S. m. a. r. t. (self-monitoring, analysis, and reporting technology): This is a data security technology widely used by hard disks. When working on hard disks, the monitoring system analyzes the status of motors, circuits, disks, and heads, when an exception occurs, a warning will be issued, and some will automatically speed down and back up data. As early as the 1990s s, people realized that the value of data is better than that of hard disk itself. They were eager to have a technology that could predict hard disk faults and implement relatively safe data protection. m.a. r. T Technology came into being. At present, although the average MTBF of most hard disks has reached 30000 ~ More than 50000 hours, but for many users, especially commercial users, a common hard disk failure can cause catastrophic consequences. So today, S. m.a. r. t technology is still used by us.
What is s.m.a.r.t?
This technology was first developed by Compaq and was revised by hard drive manufacturers such as IBM, Seagate, Fujitsu, and kunteng,
It integrates the intelliisafe diagnostic technology of Compaq and the PFA detection technology features of IBM. On May 1995, Compaq submitted the intelliisafe technical standard report (SFF-8035i) to the small form factor (SFF) Committee; on January 1996, version 1.0 was revised (SFF-8035r2 ); in June 1996, the 1.3 version of the amendment (SFF-8055), and joint IBM and other companies to sff formal application to add the intelliisafe technology to the ATA-3 industry standards, officially renamed S. m.a. r. T as the industry standard, S. m.a. r. t specifies the standards that hard drive manufacturers should follow. S. m.a. r. t standard conditions mainly include: complete S. m.a. r. t parameter and attribute settings. s can be used normally on a specific system platform. m.a. r. t. Through BIOS detection, it can identify whether the device supports S. m.a. r. T and displays relevant information, and can identify valid and invalid S. m.a. r. t information; allows users to enable and disable S. m.a. r. t function; S. m.a. r. t, determine the device's working status, and issue corresponding correction instructions or warnings. S is supported in both hard disks and operating systems. m. a. r. t. if the technology is enabled by default, S. m. a. r. t. the technology can display an English warning message on the screen: "Warning: immediatly backup your data and replace your hard disk drive, a failure may be imminent. "(warning: An error may occur when backing up your data and changing the hard drive at the same time .)

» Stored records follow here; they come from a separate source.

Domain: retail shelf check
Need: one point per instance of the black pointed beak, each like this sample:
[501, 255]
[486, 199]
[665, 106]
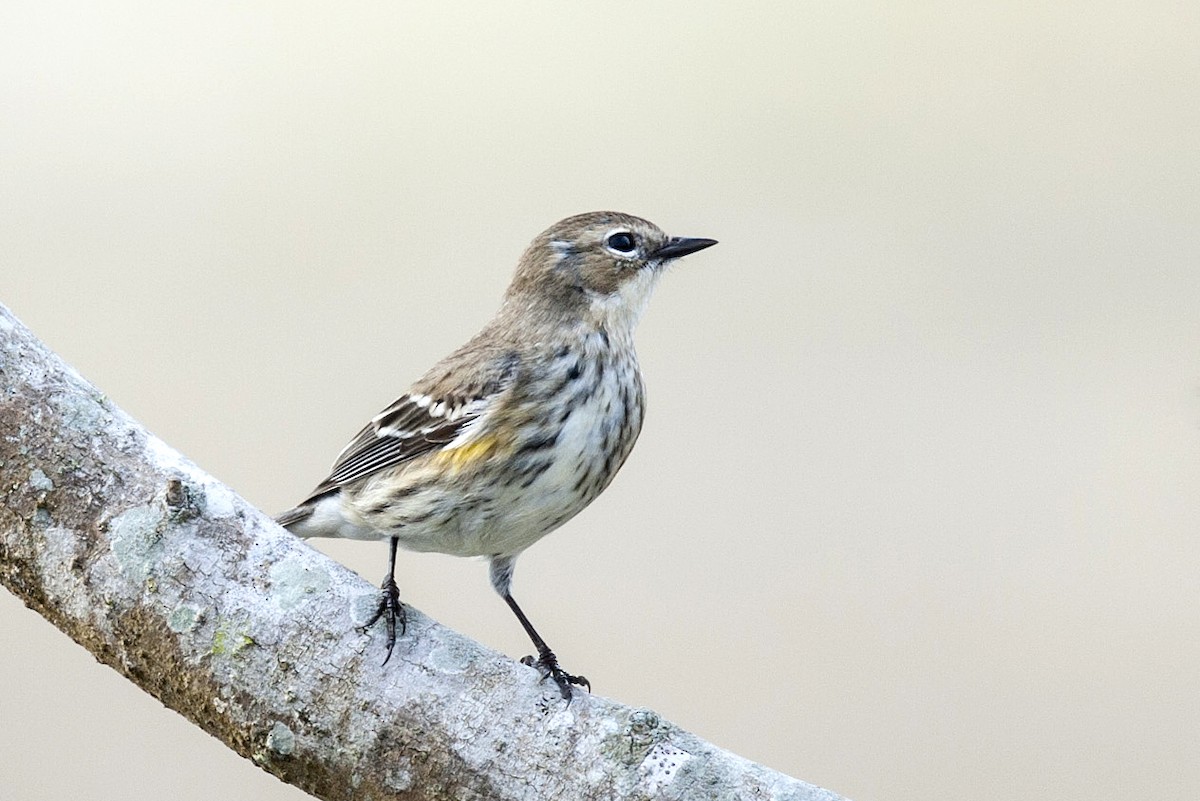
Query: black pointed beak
[679, 246]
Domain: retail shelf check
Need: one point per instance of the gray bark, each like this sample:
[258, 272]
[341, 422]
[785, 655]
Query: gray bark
[203, 601]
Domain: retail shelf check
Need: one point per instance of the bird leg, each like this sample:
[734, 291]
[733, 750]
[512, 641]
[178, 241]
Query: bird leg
[389, 603]
[546, 661]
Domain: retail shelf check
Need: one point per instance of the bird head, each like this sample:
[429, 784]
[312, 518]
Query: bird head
[599, 267]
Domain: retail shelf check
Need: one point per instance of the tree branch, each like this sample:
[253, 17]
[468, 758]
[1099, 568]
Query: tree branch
[185, 589]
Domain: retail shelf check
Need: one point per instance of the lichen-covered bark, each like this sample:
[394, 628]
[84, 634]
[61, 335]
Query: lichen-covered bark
[180, 585]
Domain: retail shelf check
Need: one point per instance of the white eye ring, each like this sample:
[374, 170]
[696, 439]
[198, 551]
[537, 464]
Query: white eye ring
[621, 241]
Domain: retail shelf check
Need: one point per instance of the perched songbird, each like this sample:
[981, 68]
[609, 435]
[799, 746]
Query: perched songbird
[514, 433]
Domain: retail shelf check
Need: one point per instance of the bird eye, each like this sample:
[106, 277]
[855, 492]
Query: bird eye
[622, 242]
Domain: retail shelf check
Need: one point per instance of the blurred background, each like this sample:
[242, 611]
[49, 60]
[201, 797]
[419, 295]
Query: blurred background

Where is s.m.a.r.t? How to work?
S. m.a. r. t information is retained in the service area of the hard disk. This area is usually located at the top of the hard disk 0 physical surface, dozens of physical tracks, which are written by the manufacturer to the relevant internal management.Program. In addition to the S. m.a. R. T information table, it also includes low-level formatting procedures, encryption and decryption programs, self-monitoring programs, and automatic repair programs. The monitoring software uses a command named "smart return status" (commandCode(B0h). end users are not allowed to modify the information.
What is the composition of the S. m.a. R. T information table?
S. m.a. r. t standard uses binary code as S. m.a. r. t. m.a. r. t information table for normal detection and operation. The S. m.a. R. T command is divided into the master command and subcommands ). The master command mainly provides information about whether the device supports the features of S. M. A. R. T or a specified command. The command provides detection information that supports the S. m.a. R. T device. These commands are mainly written by the device manufacturer. Some professional hard drive maintenance software can detect the device through these codes.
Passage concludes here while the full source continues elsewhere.